The need for 24/7 customer support at lower operational costs, increased focus on customer engagement, and rising customer demand for self-service operations will drive the growth.
In China, firms are already busy scrambling to invent their own chatbots. Baidu announced in February that it would launch its Ernie bot for internal testing this month. It will be based on Ernie 3.0-Titan, a language model Baidu has been developing since 2019.
Baidu CEO Robin Li said during the company’s 2022 fourth quarter earnings call that Ernie bot will ultimately be integrated into the company’s search engine and Xiaodu voice assistant, and used in its AI Cloud and Apollo autonomous driving businesses.
After Baidu’s announcement, Alibaba said its research institute Damo Academy was also testing a ChatGPT-style tool.
In December last year, Shenzhen-based Proximai introduced ChatGPT’s underlying technology to a social app, such as a 3D game with talking virtual characters.
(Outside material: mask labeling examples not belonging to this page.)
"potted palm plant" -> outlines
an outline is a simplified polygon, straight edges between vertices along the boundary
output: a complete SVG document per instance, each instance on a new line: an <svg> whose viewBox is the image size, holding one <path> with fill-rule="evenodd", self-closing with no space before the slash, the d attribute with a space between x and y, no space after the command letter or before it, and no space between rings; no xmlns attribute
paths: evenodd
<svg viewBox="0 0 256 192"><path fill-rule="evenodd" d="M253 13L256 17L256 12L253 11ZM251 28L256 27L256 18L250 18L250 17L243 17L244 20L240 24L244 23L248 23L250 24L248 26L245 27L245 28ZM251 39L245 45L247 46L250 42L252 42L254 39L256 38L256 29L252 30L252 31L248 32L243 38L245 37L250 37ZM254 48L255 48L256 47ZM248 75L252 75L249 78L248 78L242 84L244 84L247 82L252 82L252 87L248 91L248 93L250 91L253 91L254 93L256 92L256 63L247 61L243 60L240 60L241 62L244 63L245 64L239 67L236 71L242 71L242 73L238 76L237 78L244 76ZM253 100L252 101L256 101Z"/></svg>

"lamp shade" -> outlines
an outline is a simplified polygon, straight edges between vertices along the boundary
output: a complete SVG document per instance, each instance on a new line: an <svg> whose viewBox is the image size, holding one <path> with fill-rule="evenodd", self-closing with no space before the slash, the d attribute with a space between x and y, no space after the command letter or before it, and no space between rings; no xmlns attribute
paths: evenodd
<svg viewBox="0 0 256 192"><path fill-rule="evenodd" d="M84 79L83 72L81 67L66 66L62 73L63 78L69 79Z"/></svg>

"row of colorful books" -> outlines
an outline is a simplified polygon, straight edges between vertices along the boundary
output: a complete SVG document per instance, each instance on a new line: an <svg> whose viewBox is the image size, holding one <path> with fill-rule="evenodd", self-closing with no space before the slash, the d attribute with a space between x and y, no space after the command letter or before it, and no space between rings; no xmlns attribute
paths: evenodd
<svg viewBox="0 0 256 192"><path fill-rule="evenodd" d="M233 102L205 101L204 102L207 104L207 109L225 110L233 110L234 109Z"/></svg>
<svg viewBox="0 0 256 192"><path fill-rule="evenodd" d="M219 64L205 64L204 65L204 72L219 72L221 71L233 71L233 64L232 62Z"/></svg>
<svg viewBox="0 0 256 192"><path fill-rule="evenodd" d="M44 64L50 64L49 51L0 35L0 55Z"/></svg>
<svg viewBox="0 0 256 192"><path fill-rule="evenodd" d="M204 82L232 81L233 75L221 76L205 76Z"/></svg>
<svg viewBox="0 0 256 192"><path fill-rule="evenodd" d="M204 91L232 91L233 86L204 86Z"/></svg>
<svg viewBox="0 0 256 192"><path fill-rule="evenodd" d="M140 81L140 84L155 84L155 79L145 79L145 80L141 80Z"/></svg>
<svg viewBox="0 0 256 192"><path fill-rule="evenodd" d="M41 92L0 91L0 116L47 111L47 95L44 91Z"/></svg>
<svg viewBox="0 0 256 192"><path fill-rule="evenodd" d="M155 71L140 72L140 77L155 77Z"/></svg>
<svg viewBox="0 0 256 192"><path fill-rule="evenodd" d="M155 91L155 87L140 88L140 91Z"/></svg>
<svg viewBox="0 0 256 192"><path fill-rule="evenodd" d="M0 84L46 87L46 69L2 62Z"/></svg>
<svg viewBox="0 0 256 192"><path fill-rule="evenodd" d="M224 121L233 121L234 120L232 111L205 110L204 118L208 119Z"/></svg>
Beijing-based entertainment software company Kunlun Tech, meanwhile, will integrate ChatGPT into its web browser Opera, while Tencent has set up a team to develop a chatbot called HunyuanAide.
Government not so excited
Although ChatGPT sparked a frenzy in China, with companies incorporating its technology into their workflow, authorities there are not very keen on it, or are rather cautious.
There is a reason for this.
“In some ways, this type of app, trained on vast volumes of what Beijing would view as uncensored data, represents one of the most serious challenges to Beijing’s censorship apparatus since the banning of Google search in China more than a decade ago,” Paul Triolo, a technology policy lead at consulting firm Albright Stonebridge, told VICE World News.
Unlike home-grown search engines that are sympathetic to the system, ChatGPT does not shy away from thorny issues for Beijing.
VICE World News used a trial service offered by a Hubei-based company and asked ChatGPT the significance of June 4th, to which it responded: “June 4th is a significant date in Chinese History as it marks the anniversary of the Tiananmen Square Massacre in 1989.
“On this day, Chinese military forces violently suppressed a student-led pro-democracy demonstration in Beijing, resulting in the deaths of hundreds of people.”
A similar search using Chinese domestic internet would, of course, provide different results.
Earlier this month, Minister of Science and Technology Wang Zhigang told a press conference that the country was planning on regulating the AI industry. He acknowledged the potential of ChatGPT tech, but also stressed the need to “strengthen ethical regulation.”